Homeowners insurance can provide a cushion in the event of increased replacement costs, but it’s important to make sure you’re covered for more than your home is worth. Adam Johnson, a home insurance product manager for policy comparison site QuoteWizard.com, says that often shoppers make the mistake of insuring their house just enough to cover the mortgage. However, due to market fluctuations it’s always advisable to get additional coverage. Natural disasters and acts of war are typically excluded from homeowner’s insurance policies, so if you live in an area prone to floods or hurricanes you’ll want extra riders or an extra policy for flood and earthquake insurance. Rates are determined by variables like geographic location and building materials used (purchased or built). Additionally, there are optional add-ons such as sewer and drain backup coverage and identity recovery coverage which can also be purchased for additional protection.

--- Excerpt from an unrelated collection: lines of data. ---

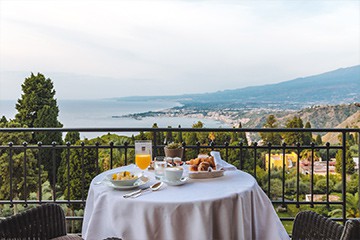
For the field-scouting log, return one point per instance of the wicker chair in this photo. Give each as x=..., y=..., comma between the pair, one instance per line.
x=43, y=222
x=352, y=229
x=310, y=225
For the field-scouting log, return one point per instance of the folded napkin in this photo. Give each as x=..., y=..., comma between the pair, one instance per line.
x=221, y=163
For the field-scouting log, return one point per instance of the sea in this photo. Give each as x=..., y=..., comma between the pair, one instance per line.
x=103, y=113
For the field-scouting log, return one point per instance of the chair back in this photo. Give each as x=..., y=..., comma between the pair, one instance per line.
x=43, y=222
x=351, y=230
x=311, y=225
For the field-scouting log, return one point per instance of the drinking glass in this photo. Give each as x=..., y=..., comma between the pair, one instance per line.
x=143, y=153
x=159, y=166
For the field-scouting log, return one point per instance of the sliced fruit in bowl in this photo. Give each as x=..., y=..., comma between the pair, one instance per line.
x=124, y=178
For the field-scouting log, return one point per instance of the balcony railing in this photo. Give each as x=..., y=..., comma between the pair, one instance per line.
x=247, y=157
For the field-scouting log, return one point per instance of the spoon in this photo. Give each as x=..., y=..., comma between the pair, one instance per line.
x=137, y=193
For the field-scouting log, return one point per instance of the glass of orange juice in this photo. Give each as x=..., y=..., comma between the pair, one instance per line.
x=143, y=154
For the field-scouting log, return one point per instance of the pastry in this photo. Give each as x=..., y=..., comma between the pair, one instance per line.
x=203, y=166
x=193, y=168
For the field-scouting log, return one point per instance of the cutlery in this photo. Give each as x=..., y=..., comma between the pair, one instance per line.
x=137, y=193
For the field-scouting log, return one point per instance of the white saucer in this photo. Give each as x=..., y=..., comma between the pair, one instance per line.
x=176, y=183
x=140, y=182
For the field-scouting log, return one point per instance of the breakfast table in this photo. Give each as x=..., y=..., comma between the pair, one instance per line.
x=232, y=206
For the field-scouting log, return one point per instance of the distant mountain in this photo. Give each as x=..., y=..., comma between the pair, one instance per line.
x=351, y=122
x=335, y=87
x=326, y=116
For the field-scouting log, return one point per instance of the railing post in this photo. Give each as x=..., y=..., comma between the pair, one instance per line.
x=111, y=154
x=68, y=145
x=39, y=174
x=344, y=175
x=54, y=170
x=358, y=169
x=25, y=174
x=154, y=152
x=11, y=165
x=269, y=171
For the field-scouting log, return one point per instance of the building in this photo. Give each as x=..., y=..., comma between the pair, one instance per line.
x=276, y=160
x=320, y=167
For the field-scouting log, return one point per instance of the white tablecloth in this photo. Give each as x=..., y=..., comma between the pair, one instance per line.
x=228, y=207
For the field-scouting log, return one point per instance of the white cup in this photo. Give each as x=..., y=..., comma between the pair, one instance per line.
x=159, y=167
x=173, y=174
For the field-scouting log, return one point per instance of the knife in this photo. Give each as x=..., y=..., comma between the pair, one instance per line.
x=135, y=192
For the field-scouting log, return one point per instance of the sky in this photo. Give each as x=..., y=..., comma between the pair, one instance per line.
x=108, y=48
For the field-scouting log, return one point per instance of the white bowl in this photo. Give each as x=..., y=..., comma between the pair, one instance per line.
x=129, y=182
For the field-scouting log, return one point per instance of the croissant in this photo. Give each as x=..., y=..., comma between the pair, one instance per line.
x=193, y=168
x=203, y=166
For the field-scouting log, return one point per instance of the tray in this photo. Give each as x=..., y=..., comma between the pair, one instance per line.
x=202, y=175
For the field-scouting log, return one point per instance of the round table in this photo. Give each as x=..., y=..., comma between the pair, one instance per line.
x=229, y=207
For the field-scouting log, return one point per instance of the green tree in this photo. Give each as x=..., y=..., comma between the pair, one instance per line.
x=178, y=137
x=352, y=209
x=271, y=137
x=38, y=108
x=3, y=119
x=307, y=135
x=318, y=140
x=294, y=137
x=18, y=161
x=82, y=167
x=72, y=137
x=350, y=164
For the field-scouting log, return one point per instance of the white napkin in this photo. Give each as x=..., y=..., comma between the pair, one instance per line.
x=221, y=163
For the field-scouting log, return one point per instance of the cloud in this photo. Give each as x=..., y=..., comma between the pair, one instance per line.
x=181, y=46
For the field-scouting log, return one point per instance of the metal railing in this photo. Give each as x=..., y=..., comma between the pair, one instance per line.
x=244, y=153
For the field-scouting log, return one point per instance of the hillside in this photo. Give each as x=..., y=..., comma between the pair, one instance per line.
x=318, y=116
x=352, y=122
x=334, y=87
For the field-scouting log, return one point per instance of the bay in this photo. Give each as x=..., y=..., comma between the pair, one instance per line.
x=100, y=114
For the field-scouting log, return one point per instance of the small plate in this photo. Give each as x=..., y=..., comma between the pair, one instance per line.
x=140, y=182
x=176, y=183
x=201, y=175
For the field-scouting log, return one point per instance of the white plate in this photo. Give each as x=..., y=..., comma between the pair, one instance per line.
x=140, y=182
x=201, y=175
x=176, y=183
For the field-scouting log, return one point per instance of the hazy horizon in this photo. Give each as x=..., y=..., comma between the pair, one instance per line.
x=106, y=49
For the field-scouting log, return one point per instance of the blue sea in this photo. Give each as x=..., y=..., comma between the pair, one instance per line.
x=99, y=113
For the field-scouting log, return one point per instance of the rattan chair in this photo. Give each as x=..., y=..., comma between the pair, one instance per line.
x=311, y=225
x=352, y=230
x=46, y=221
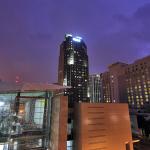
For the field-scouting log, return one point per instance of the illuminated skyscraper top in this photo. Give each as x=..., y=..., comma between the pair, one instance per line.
x=73, y=67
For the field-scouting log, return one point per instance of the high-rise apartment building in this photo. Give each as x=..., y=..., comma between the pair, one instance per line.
x=137, y=77
x=73, y=68
x=127, y=83
x=95, y=88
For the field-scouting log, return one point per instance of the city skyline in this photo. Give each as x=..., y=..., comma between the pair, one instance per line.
x=31, y=32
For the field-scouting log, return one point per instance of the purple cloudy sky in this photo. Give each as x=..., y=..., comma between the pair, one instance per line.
x=31, y=31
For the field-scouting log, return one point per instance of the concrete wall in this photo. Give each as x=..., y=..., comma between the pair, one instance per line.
x=58, y=134
x=102, y=127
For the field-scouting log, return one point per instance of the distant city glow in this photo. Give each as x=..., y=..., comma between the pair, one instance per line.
x=68, y=35
x=77, y=39
x=2, y=104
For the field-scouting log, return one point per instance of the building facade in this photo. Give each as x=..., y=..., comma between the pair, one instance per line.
x=137, y=77
x=73, y=71
x=73, y=67
x=95, y=88
x=128, y=83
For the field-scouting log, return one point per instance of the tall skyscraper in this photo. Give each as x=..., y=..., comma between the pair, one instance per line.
x=73, y=71
x=95, y=89
x=73, y=67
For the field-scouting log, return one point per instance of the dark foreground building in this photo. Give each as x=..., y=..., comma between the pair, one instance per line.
x=30, y=117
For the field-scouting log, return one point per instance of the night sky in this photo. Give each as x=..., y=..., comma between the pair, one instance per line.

When it comes to home insurance, HUB International’s Insurance Advisor, Trish Bank, explains that insurers use past claims as a key factor in determining the risk of insuring a property. Not only will claims made by the homeowner be taken into consideration, but claims related to the property and even the homeowner’s credit rating can play a role in how much you pay for your policy. Frequent and severe claims can cause your premiums to be bumped up into a higher pricing tier while too many recent claims may mean you’re not eligible for home insurance at all. Other factors such as neighborhood crime rate and building material availability will also affect rates. Finally, coverage options such as deductibles or added riders like those for art and jewelry also come into play when deciding what you’ll pay annually for your policy.
Home insurance rates can vary greatly depending on a variety of factors. Insurers often consider the type of building construction, roof type, home age, heating system (if an oil tank is on premise or underground), proximity to the coast, presence of a swimming pool and trampoline, security systems and more. Additionally, if a home is not well-maintained it could reduce an insurer’s interest in providing coverage due to the increased odds that they would have to pay out for damage. Even having certain breeds of dog in the home can raise your rates as some pets can cause a great deal of damage.It may not be wise to skimp on insurance, but there are ways to reduce your premiums. Here are some tips for cost-cutting on your coverage:
1. Shop around for the best rates and compare different policies.
2. Increase your deductible, as this will usually lower your premium payments.
3. Ask about discounts such as a multi-policy discount if you bundle other types of insurance with the same provider or a loyalty discount if you’ve been with the same company for several years.
4. Consider dropping optional coverage such as collision or comprehensive coverage on older vehicles that don’t have much value anymore and may not be worth repairing in an accident anyway.
5. Pay annually instead of monthly, since insurers usually charge extra fees when bills are paid in installments over time rather than one lump sum payment up front each year.